The twins started to wail and to attack Mama’s breasts. Baba spanked them hard. They sat on the ground with pent-up tears they were afraid to shed. Naema broke the spell. She came out and sat with me on the containers, grabbed my hands, and tried to cheer me up. “You are too sad, Jigana,” she said. “You want to marry the gal? Remember, it’s your turn to take Baby out.”

“Leave me alone.”

“Marry me, then—me am still here.” She stuck out her tongue at me. “I’m your sister too—more beautiful. Guy, do me photo trick . . . smile.” She was well rested and had slept off her initial shock at Maisha’s departure. Now she was herself again, taunting and talkative, her dimples deep and perfect. “You all must to let Maisha go.”

“And you?” I said. “You only listen to Maisha.”

“I’m big gal now, guy. Breadwinner. If you want school, I pay for you!”

She blew me a kiss in the wind. Maisha’s creams were already lightening her ebony face.

Before I could say anything, Naema erupted with mad laughter and ran into the shack. She almost knocked Baba down as she burst out with the bags of food we had forgotten. She placed them on the ground and tore into them, filling the morning with hope, beckoning all of us on. Baba bit into a chicken wing. Mama took a leg. The rest of us dug into the sour rice, mashed potatoes, salad, hamburgers, pizza, spaghetti, and sausages. We drank dead Coke and melted ice cream all mixed up. With her teeth, Naema opened bottles of Tusker and Castle beer. At first, we feasted in silence, on our knees, looking up frequently, like squirrels, to monitor one another’s intake. None of us thought to inflate the balloons or open the cards that Maisha had brought.

Then the twins fell over on their backs, laughing and vomiting. As soon as they were done, they went straight back to eating, their mouths pink and white and green from ice cream and beer. We could not get them to keep quiet. A taxi pulled up and Maisha came out of the shack, dragging her trunk behind her. Our parents paused as the driver helped her put it into the car. My mother began to cry. Baba shouted at the streets.

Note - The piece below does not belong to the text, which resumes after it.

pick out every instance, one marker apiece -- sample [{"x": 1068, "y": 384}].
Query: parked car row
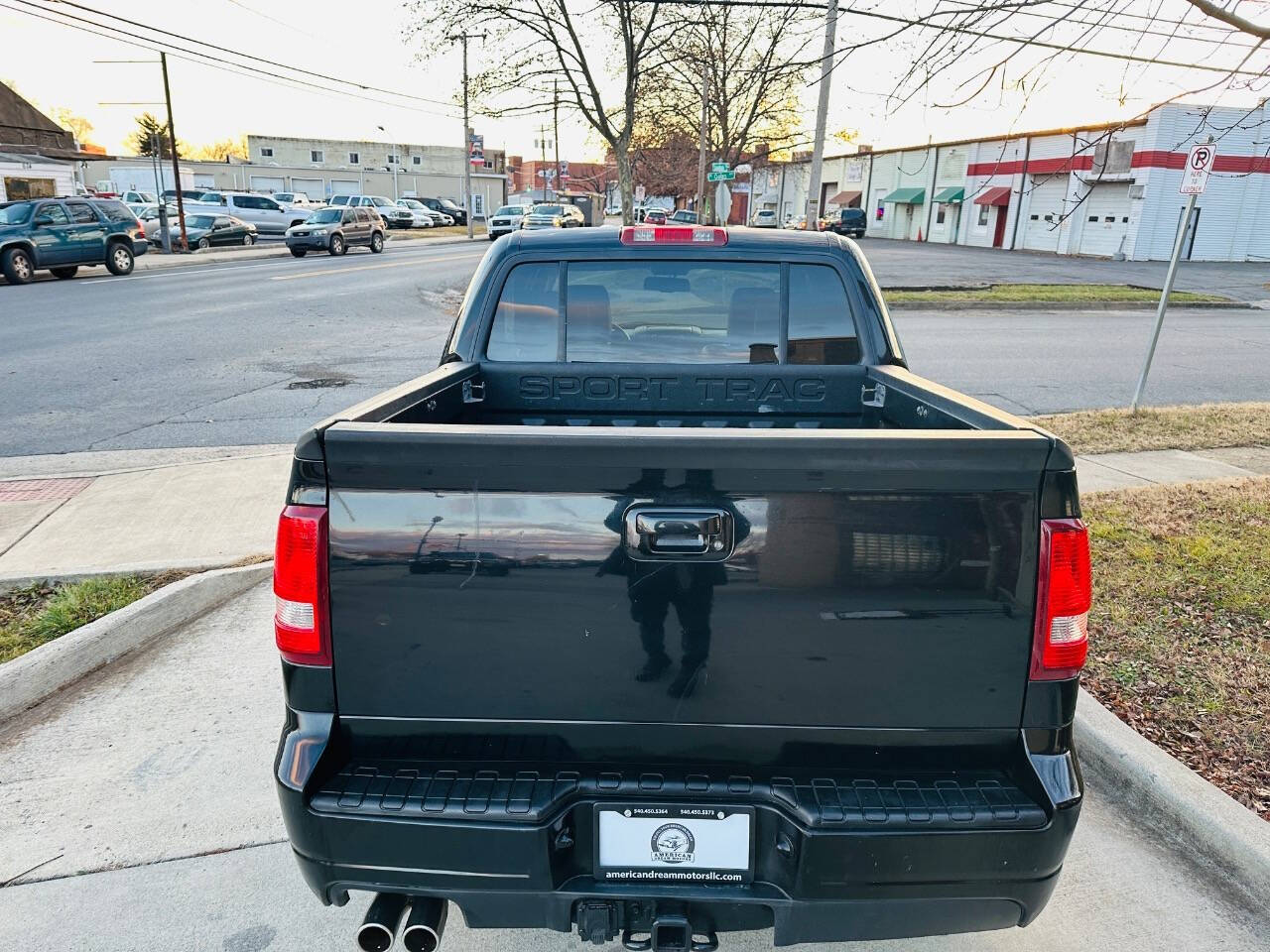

I sneaked inside and poured myself some fresh kabire and sniffed. I got my exercise book from the carton and ripped it into shreds. I brought my pen and pencil together and snapped them, the ink spurting into my palms like blue blood. I got out my only pair of trousers and two shirts and put them on, over my clothes.

I avoided the uniform package. Sitting where the trunk had been, I wept. It was like a newly dug grave. I sniffed hastily, tilting the bottle up and down until the kabire came close to my nostrils.

As the car pulled away with Maisha, our mourning attracted kids from the gangs. They circled the food, and I threw away the bottle and joined my family again. We struggled to stuff the food into our mouths, to stuff the bags back inside the shack, but the kids made off with the balloons and the cards.

I hid among a group of retreating kids and slipped away. I ran through traffic, scaled the road divider, and disappeared into Nairobi. My last memory of my family was of the twins burping and giggling.

Fattening for Gabon

Selling your child or nephew could be more difficult than selling other kids. You had to keep a calm head or be as ruthless as the Badagry-Seme immigration people. If not, it could bring trouble to the family. What kept our family secret from the world in the three months Fofo Kpee planned to sell us were his sense of humor and the smuggler’s instinct he had developed as an agbero, a tout, at the border. My sister Yewa was five, and I was ten.

Fofo Kpee was a smallish, hardworking man. Before the Gabon deal, as a simple agbero, he made a living getting people across the border without papers or just roughing them up for money. He also hired himself out in the harmattan season to harvest coconuts in the many plantations along the coast. He had his fair share of misfortune over the years, falling from trees and getting into scuffles at the border. Yet the man was upbeat about life. He seemed to smile at everything, partly because of a facial wound sustained in a fight when he was learning to be an agbero. Ridged and glossy, the scar ran down his left cheek and stopped at his upper lip, which was constricted; his mouth never fully closed. Though he tried to cover the scar with a big mustache, it shone like a bulb on a Christmas tree. His left eye looked bigger than the right because the lower eyelid came up short, pinched by the scar. Because of all this, sometimes people called him Smiley Kpee.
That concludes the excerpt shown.